A new funding cycle means new opportunities for scientific progress! To learn more about our key awards and grants funding, visit: Lung.org/awards
Moumita Ghosh, PhD
University of Colorado (Denver, Colorado)
Deconstructing and Reconstructing the Impact of the Immune Microenvironment
Lung Cancer Discovery Award
Can we detect lung cancer earlier? By studying the outside layer of cells in lung tissue, this project is looking at how changes in these cells may signal the development of lung cancer.
Sixto Leal, MD, PhD
University of Alabama at Birmingham (Birmingham, Alabama)

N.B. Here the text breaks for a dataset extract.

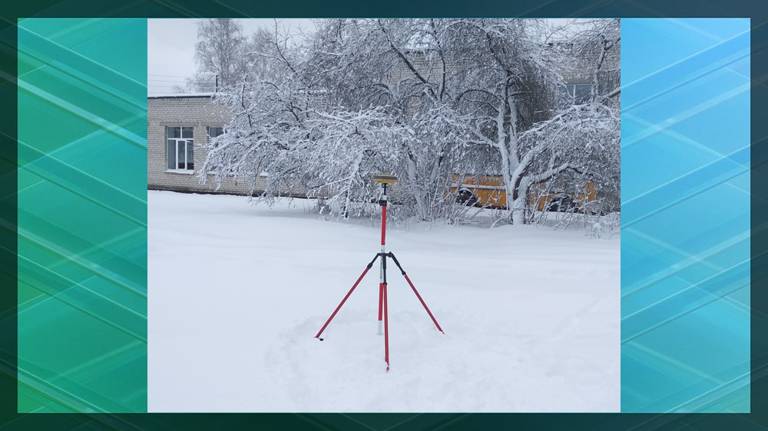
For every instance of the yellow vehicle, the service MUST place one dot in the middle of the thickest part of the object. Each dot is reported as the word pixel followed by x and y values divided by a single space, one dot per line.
pixel 488 191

The Impact of SARS-CoV-2 Immune Dysregulation on Antifungal Immunity
COVID-19 Respiratory Virus Research Award
This project will find out why some COVID-19 patients develop an additional infection with Pulmonary Aspergillosis. It hopes to protect the most susceptible patients and help prevent an added burden.
Adora Lin, MD, PhD
Children’s National Medical Center & Children’s Research Institute, (Washington, D.C.)

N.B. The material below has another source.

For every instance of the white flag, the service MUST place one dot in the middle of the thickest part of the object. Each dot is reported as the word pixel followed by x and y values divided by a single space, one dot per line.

Investigation of the Role of B Cells in Pediatric Allergic Asthma
ALA-AAAAI Allergic Respiratory Disease Award
Are the immune cells in children with allergic asthma different than those without? Determining this mechanistic difference in antibody production will help improve treatments in the future for those who have asthma.
Sladjana Prisic, PhD
University of Hawaii (Honolulu, Hawaii)
Dissecting How Macrophages Respond to Zinc Limited Mycobacterium Tuberculosis
This study aims to understand low zinc is found in infected tissues and how it triggers physiological changes in the bacterium causing tuberculosis, which may lead to more effective treatments.
Trent Tipple, MD
Board of Regents of the University of Oklahoma, Health Sciences Center (Oklahoma City, Oklahoma)

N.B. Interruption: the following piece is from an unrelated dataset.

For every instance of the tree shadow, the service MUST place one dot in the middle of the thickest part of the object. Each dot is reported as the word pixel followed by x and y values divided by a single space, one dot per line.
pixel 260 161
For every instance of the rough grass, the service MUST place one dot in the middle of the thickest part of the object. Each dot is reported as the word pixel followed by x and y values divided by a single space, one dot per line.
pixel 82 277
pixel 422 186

Selenium-dependent Mechanisms in Neonatal Lung Development and Hyperoxic Responses
This project is studying lung development issues in premature babies, specifically focusing on the role of the nutritional element, selenium. The findings will help us better understand Bronchopulmonary Dysplasia (BPD), the leading cause of lung problems in premature babies.
Tianshi David Wu, MD
Baylor College of Medicine (Houston, Texas)
Insulin as a Modifiable Risk Factor for Worsened Asthma and Airways Hyperresponsiveness
ACRC Early Career Investigator
Is there a relationship between insulin levels and asthma outcomes? This study aims to understand if insulin levels are a risk factor in asthmatics, which could potentially lead to new treatments for not well-controlled asthma.